Exclusive: Kenyan boy lost arms in British war game
Lisoka Lesasuyan suffered life-changing injuries (Photo: African Centre for Corrective and Preventive Action)

A teenager maimed by explosives at a British army training ground in Kenya plans to take the military to court. It comes amid mounting anger at the former colonial power for keeping troops in the country where a soldier allegedly murdered a local woman.

Lisoka Lesasuyan was playing with friends in a field when suddenly his life turned upside down. A fireball blasted away his arms, gouged his right eye and scarred his chest. He was 13 years old. 

The explosion happened in 2015 at Archer’s Post, a vast bushland near the iconic Mount Kenya. British and local troops routinely conduct live-fire training in the area and sometimes their munitions fail to explode.
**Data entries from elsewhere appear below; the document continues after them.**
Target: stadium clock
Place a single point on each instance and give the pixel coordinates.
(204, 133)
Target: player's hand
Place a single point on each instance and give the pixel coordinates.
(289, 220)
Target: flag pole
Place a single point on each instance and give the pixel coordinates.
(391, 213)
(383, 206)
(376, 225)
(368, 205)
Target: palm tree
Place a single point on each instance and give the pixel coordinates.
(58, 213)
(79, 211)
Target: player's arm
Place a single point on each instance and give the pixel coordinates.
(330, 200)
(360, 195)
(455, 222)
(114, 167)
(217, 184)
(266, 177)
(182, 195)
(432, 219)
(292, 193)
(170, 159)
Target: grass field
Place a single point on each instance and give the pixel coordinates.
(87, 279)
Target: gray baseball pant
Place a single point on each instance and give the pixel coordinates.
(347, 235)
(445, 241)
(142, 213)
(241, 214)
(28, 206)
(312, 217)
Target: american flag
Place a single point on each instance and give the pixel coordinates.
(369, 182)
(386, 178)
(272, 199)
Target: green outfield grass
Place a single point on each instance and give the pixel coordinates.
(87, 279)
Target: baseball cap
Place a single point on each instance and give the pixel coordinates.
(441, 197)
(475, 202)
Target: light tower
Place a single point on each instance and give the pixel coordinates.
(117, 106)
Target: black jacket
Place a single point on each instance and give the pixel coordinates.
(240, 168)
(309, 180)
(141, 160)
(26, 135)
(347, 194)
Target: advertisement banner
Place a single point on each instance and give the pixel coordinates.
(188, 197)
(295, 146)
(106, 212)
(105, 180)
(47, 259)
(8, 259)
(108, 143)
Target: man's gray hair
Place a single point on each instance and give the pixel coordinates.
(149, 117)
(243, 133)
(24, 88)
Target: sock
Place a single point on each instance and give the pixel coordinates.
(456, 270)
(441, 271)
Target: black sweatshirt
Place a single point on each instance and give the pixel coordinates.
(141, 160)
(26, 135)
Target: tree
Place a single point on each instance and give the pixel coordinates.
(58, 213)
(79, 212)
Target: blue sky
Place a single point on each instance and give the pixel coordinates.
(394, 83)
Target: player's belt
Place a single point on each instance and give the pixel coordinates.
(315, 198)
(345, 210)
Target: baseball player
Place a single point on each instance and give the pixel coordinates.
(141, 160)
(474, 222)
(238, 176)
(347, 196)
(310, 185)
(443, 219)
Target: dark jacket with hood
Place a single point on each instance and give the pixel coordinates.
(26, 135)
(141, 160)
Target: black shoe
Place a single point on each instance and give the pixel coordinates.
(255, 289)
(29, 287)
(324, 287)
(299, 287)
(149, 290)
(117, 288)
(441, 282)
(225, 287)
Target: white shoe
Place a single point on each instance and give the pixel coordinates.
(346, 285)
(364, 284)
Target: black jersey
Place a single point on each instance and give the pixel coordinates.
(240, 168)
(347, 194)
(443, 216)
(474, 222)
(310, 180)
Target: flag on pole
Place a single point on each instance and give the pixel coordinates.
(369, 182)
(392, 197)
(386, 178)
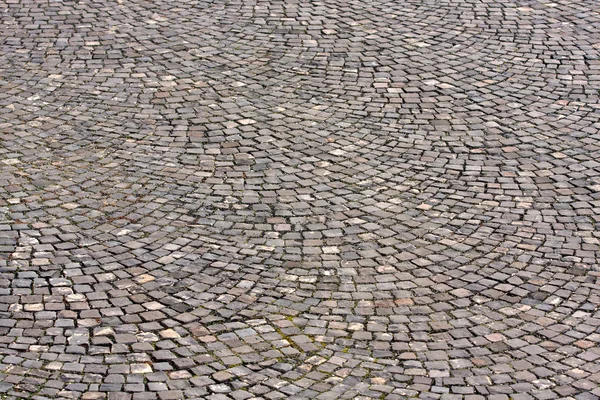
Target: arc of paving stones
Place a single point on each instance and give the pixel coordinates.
(330, 200)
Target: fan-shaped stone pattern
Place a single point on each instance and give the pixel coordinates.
(301, 199)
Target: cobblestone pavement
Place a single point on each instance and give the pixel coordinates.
(299, 199)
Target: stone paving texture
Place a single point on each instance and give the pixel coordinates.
(299, 199)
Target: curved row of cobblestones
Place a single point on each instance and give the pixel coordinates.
(307, 199)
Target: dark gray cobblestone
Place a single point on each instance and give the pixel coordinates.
(325, 200)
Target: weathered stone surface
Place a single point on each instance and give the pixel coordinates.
(274, 199)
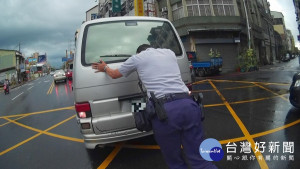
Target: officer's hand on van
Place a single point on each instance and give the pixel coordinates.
(99, 66)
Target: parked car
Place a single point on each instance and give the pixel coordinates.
(286, 57)
(295, 91)
(59, 75)
(103, 104)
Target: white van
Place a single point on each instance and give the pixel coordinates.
(103, 104)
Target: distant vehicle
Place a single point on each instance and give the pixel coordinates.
(295, 91)
(103, 104)
(59, 75)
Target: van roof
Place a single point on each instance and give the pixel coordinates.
(124, 18)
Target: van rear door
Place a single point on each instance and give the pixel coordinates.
(115, 40)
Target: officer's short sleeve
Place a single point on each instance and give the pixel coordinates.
(128, 66)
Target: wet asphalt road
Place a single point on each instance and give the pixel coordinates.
(38, 127)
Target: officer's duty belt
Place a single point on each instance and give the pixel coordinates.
(174, 96)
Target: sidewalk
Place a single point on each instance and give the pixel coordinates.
(292, 65)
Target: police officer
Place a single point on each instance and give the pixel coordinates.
(159, 72)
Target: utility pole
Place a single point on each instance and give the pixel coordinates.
(98, 9)
(248, 26)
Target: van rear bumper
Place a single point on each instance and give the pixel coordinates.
(92, 140)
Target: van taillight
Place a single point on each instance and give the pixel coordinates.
(83, 110)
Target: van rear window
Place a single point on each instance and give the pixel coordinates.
(116, 41)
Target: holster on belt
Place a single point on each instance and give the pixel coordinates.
(159, 107)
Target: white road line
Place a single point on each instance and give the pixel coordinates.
(17, 96)
(30, 88)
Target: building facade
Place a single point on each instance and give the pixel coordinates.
(12, 65)
(297, 11)
(227, 27)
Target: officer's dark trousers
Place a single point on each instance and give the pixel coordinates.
(183, 127)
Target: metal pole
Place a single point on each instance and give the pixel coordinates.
(248, 26)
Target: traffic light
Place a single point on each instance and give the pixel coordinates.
(116, 5)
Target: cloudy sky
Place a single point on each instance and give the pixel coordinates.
(48, 26)
(44, 26)
(288, 10)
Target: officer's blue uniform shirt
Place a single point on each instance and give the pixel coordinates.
(157, 69)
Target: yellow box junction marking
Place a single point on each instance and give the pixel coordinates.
(262, 162)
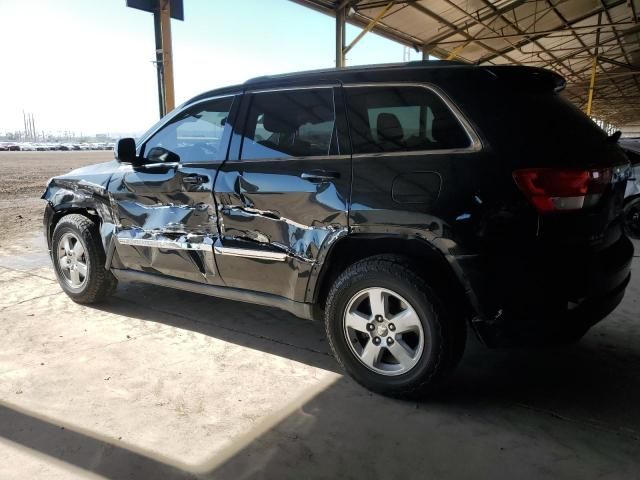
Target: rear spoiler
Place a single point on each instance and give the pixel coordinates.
(529, 79)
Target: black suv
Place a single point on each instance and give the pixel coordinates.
(399, 203)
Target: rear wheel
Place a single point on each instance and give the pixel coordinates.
(78, 259)
(388, 328)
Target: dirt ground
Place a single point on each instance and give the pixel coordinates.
(163, 384)
(23, 179)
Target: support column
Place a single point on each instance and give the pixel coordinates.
(594, 67)
(340, 36)
(167, 55)
(158, 34)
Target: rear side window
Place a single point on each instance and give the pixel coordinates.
(401, 119)
(196, 135)
(292, 123)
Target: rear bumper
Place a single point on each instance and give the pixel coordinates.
(549, 296)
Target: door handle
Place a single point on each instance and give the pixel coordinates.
(194, 179)
(319, 176)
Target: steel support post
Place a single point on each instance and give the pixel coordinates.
(340, 36)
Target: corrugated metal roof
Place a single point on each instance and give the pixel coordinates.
(561, 35)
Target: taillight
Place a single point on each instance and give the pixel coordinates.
(559, 189)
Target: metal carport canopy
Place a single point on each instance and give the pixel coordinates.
(594, 44)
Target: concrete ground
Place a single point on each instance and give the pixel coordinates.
(165, 384)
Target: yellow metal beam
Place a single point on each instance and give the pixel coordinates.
(456, 51)
(369, 27)
(592, 84)
(167, 55)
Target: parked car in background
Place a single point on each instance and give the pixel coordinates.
(398, 204)
(9, 147)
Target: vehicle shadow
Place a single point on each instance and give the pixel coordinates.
(564, 412)
(596, 380)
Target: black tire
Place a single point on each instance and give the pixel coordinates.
(632, 218)
(444, 333)
(98, 283)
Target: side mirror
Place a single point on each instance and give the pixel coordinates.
(162, 155)
(126, 151)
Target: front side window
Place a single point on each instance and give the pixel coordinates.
(292, 123)
(193, 136)
(401, 119)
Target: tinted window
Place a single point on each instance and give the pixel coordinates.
(195, 135)
(289, 124)
(392, 119)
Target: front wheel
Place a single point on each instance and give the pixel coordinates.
(388, 328)
(78, 259)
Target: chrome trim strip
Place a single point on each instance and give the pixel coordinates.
(293, 87)
(247, 253)
(476, 143)
(159, 164)
(166, 244)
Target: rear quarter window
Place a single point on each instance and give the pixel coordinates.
(402, 119)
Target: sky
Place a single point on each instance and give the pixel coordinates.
(85, 66)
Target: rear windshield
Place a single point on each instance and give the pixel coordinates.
(547, 117)
(532, 126)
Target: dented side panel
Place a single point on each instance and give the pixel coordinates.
(84, 189)
(166, 225)
(267, 206)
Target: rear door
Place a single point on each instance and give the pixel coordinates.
(284, 191)
(166, 213)
(417, 163)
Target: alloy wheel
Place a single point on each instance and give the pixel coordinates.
(72, 260)
(383, 331)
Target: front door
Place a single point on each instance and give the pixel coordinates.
(283, 193)
(166, 213)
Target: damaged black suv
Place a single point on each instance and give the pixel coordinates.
(399, 203)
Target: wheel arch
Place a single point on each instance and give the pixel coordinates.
(65, 197)
(439, 269)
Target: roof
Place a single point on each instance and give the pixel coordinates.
(560, 35)
(378, 73)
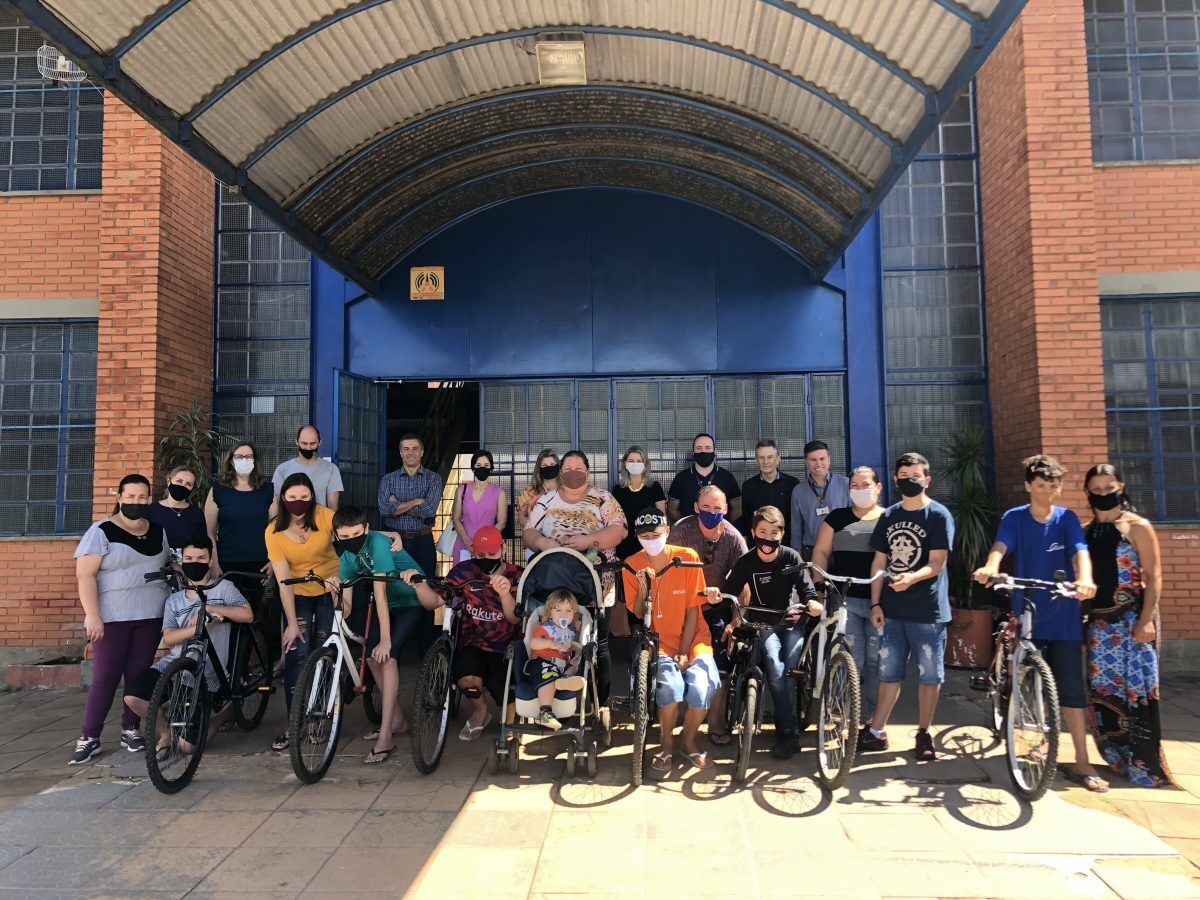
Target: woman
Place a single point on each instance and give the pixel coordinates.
(300, 540)
(635, 491)
(1122, 631)
(179, 517)
(477, 504)
(123, 613)
(586, 520)
(844, 547)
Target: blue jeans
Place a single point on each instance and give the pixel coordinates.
(781, 652)
(313, 615)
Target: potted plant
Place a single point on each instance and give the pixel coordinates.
(972, 503)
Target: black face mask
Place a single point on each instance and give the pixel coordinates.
(135, 510)
(195, 571)
(1104, 502)
(349, 545)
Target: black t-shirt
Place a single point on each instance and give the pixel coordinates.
(685, 486)
(768, 586)
(631, 503)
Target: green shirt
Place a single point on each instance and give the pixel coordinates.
(378, 558)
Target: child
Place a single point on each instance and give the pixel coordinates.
(1045, 538)
(225, 604)
(397, 615)
(552, 648)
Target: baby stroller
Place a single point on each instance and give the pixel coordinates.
(583, 721)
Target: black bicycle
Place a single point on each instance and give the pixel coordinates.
(177, 725)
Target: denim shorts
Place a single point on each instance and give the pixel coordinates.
(903, 639)
(696, 685)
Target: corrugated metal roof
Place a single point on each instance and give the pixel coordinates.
(365, 125)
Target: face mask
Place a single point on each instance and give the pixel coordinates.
(575, 479)
(195, 571)
(653, 546)
(862, 496)
(298, 508)
(135, 510)
(1104, 502)
(349, 545)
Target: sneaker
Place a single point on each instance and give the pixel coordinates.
(85, 749)
(870, 744)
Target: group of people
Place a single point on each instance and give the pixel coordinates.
(749, 540)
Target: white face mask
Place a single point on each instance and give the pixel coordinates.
(862, 496)
(653, 546)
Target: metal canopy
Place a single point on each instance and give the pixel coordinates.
(365, 127)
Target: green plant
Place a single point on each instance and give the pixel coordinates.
(972, 503)
(191, 441)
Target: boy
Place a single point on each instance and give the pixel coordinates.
(1045, 539)
(225, 604)
(759, 576)
(687, 670)
(912, 540)
(397, 615)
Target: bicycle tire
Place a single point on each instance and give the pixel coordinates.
(1035, 712)
(183, 701)
(747, 727)
(641, 711)
(252, 675)
(431, 707)
(838, 719)
(315, 732)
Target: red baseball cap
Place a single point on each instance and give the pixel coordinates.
(487, 540)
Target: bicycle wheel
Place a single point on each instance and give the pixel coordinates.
(838, 715)
(1032, 727)
(641, 709)
(252, 681)
(180, 703)
(431, 707)
(316, 715)
(745, 735)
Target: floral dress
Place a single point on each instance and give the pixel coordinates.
(1122, 673)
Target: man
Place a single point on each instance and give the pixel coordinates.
(769, 487)
(687, 484)
(408, 502)
(325, 477)
(912, 541)
(815, 496)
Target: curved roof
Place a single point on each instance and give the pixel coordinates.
(365, 126)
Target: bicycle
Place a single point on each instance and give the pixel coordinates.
(1023, 691)
(181, 699)
(316, 719)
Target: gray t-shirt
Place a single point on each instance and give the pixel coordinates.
(125, 561)
(178, 613)
(325, 477)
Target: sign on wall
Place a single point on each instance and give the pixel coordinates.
(426, 282)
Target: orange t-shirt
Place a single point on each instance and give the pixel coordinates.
(675, 593)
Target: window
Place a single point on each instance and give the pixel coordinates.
(51, 137)
(1152, 402)
(47, 426)
(1144, 78)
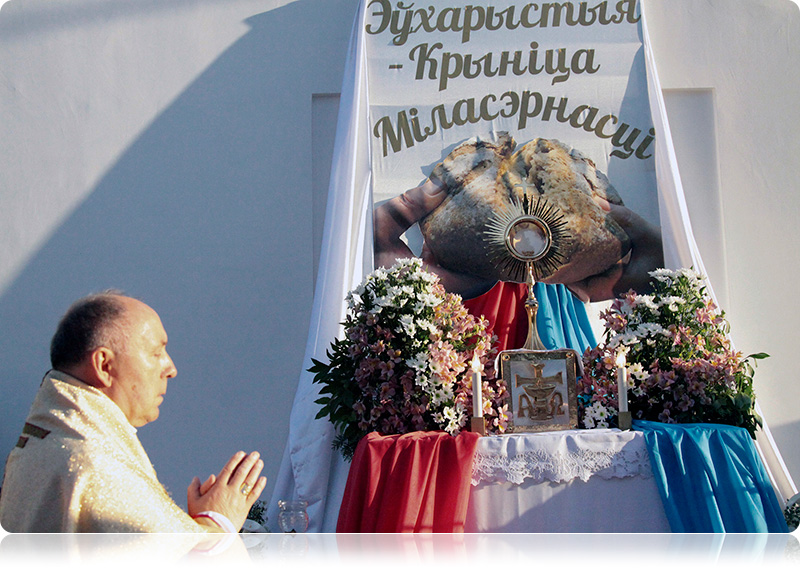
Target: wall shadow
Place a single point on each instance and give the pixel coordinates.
(206, 217)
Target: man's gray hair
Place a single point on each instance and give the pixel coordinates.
(90, 323)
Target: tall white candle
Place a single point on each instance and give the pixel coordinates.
(477, 389)
(622, 383)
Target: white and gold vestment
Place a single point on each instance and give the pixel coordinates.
(79, 467)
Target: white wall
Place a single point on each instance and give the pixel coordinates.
(165, 148)
(731, 73)
(173, 148)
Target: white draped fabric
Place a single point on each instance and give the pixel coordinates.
(310, 469)
(561, 456)
(561, 481)
(680, 248)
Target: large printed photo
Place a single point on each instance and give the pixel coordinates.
(481, 113)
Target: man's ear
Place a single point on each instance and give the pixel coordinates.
(102, 363)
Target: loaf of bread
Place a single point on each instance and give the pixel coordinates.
(484, 178)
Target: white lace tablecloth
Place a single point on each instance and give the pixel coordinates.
(566, 482)
(560, 456)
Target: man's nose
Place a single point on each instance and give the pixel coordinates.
(171, 370)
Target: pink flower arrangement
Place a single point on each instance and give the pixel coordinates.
(681, 367)
(404, 361)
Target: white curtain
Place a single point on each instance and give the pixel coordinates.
(680, 248)
(310, 469)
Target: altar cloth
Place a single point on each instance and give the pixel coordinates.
(571, 481)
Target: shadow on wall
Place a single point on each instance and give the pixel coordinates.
(206, 217)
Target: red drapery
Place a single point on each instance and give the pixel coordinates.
(415, 482)
(504, 308)
(419, 482)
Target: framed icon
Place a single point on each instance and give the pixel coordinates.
(542, 384)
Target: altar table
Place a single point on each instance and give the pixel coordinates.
(565, 481)
(658, 478)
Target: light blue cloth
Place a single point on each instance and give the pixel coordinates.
(561, 319)
(711, 479)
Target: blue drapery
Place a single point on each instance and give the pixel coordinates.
(710, 476)
(561, 320)
(711, 479)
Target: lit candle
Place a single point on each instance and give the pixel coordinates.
(622, 382)
(477, 389)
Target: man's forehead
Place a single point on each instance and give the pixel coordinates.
(144, 321)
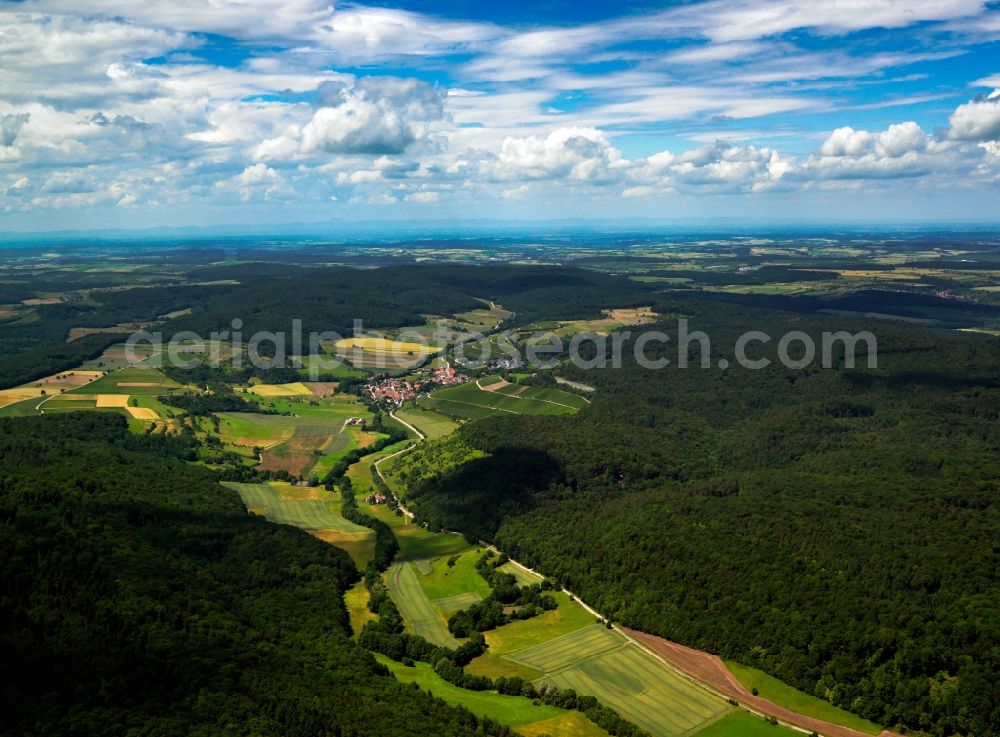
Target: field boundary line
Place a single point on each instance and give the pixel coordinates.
(38, 407)
(648, 651)
(482, 406)
(512, 396)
Lisoka was the latest in a long line of victims to fall prey to a problem the army knows it has: unexploded ordnance or UXO. In 2002, Britain’s Ministry of Defence (MOD) made a multimillion-pound payout to hundreds of Kenyans bereaved or injured by UXO around Archer’s Post.

Promises were made to prevent it from happening again and an annual sweep for debris was set up. But Lisoka’s shocking injuries, the extent of which we are reporting for the first time, show the danger has not gone away.

A Kenyan court ruling, seen by Declassified, shows that in 2018 a judge ordered the British army to pay Lisoka’s father around £67,000 in compensation. Ten percent went directly towards his “upkeep” as a minor. 

The rest was put in a joint account with the court to be “utilised from time to time in respect of medical expenses”. Lisoka required money for a doctor to fit and adjust bionic arms, as well as a prosthetic eye. 

Corrective surgery to scarring on his face and chest, together with occupational therapy, was also ordered.

Last night an MOD spokesperson told Declassified: “The incident was investigated by the Kenyan Police Service, assisted by the Kenyan Defence Forces and British Army Training Unit Kenya. 

“The investigation failed to conclusively establish whether the unexploded ammunition that caused the child’s injuries was of Kenyan or British origin. 

They confirmed: “An agreed settlement was reached without admission of liability and a payment made to the family of the injured child in June 2018. The High Commission and the MOD extend their deepest sympathy to the family.”

‘Almost dead’

In issuing her ruling, Judge Mary Kasango said Lisoka could “apply for review as circumstances may render necessary”. Lisoka is now an adult and lives in a hut in a remote arid region 64km north of Mount Kenya. The area is populated by Samburu nomads. 

He has had difficulty accessing the compensation funds and feels the judgment did not go far enough. Together with his brother Joshua he has sought help from a Kenyan campaign group, the African Centre for Corrective and Preventive Action (ACCPA). 

Joshua told ACCPA researchers who visited the family this week that Lisoka was “almost dead at the spot” when they found him. “His right eye had popped out and was lying on the ground,” he said.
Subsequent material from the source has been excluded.